Fractures, dislocation or injury
A fracture or dislocation of one of the bones in the hand is a common cause of hand pain. This is usually associated with severe pain, and often there is inflammation and tenderness in the area. In most cases, patients with a fracture or dislocation of the hand will know the cause of the pain as there will be a particular incident that caused the injury.
X-ray showing fracture of middle finger.
Gout is a type of arthritis that involves the formation of monosodium urate crystals in the body, due to the accumulation of excessive uric acid in the bloodstream. When these crystals are formed near or inside the joints of the fingers or wrist, they can cause severe hand pain.
Carpal tunnel syndrome
Carpal tunnel syndrome involves compression of the nerve that carries messages of sensation and movement to the hand. This can lead to sensations of pain, numbness, or tingling in the hands and fingers. In most cases the thumb, index finger, middle finger and ring finger, are affected. It tends to develop gradually and is often worse at night-time.

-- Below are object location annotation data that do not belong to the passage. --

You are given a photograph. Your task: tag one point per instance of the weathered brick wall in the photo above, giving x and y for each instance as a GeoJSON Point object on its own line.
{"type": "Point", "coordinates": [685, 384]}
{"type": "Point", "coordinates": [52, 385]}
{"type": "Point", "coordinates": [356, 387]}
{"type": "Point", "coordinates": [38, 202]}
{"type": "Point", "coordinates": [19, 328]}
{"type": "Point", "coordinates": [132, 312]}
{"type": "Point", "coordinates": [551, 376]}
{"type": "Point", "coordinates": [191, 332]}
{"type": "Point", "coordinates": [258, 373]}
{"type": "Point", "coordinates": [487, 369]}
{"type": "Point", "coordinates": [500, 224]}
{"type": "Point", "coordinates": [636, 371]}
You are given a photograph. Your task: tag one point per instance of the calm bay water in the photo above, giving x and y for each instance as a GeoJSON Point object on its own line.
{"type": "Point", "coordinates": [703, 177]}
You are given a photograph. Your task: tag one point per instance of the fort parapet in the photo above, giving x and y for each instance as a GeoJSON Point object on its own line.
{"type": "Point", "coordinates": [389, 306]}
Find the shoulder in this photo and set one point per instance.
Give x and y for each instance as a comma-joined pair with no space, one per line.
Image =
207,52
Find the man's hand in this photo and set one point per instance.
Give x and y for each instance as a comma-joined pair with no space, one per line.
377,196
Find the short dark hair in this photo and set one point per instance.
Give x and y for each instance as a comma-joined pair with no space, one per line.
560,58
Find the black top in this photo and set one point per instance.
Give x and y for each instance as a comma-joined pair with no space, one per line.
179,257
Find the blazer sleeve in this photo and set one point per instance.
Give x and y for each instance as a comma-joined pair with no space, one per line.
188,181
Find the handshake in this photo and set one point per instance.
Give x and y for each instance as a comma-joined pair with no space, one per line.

Hand pain can be caused by osteoarthritis, which is a condition involving inflammation, swelling and bending of the joints. It can affect any joint in the body and commonly affects the joints at the middle and end of the fingers and the base of the thumb, leading to pain in these areas. Some patients may also develop a bump at the base of the thumb, which can be particularly painful during activities that involve the hands, such as writing.
Rheumatoid arthritis is an autoimmune disease that involves the destruction of the cells that line and support the joints, which can lead to pain and inflammation in the hands. Hand pain caused by rheumatoid arthritis is often described as throbbing or aching and is usually worse in the morning, or when the joints have been inactive for an extended period of time.
Lupus is an autoimmune disease that can lead to inflammation and destruction of the joints in the wrist and fingers, which can lead to hand pain.
A ganglion that develops close to a joint or tendon in the hands can cause pain in the area. In such cases, a small lump develops under the skin that is composed of encapsulated synovial fluid. This fluid is a viscous clear liquid that is secreted inside the joint cavities of synovial joints. It usually provides lubrication and cushioning to the joints. Ganglions most frequently develop on the wrists, hands, and fingers, causing hand pain.
Ganglion cyst on the back of hand.
Stenosing tenosynovitis, also known as trigger finger, is a condition that involves clicking or locking of a tendon when the connected finger or thumb is moved towards the palm. This can cause pain and stiffness in the hand, usually at the base of the finger that is affected.
Hand pain may sometimes be caused by tenosynovitis, which is a condition that involves inflammation of the fibrous sheath surrounding a tendon in the body, such as those that occur in the wrist or the fingers.
De Quervain’s disease
De Quervain’s disease is a condition that involves swelling and thickening of the sheath that surrounds the tendons of the thumb near the wrist. This can cause pain in the thumb, wrist and hand. It differs from tenosynovitis in that it is not caused by inflammation.
Raynaud’s phenomenon is a condition that is brought about by the narrowing of the blood vessels that supply the peripheral areas of the body, such as the hands. This effect is worsened when the person is exposed to cold temperatures or stress. It can lead to discoloration, numbness, and pain in the hands.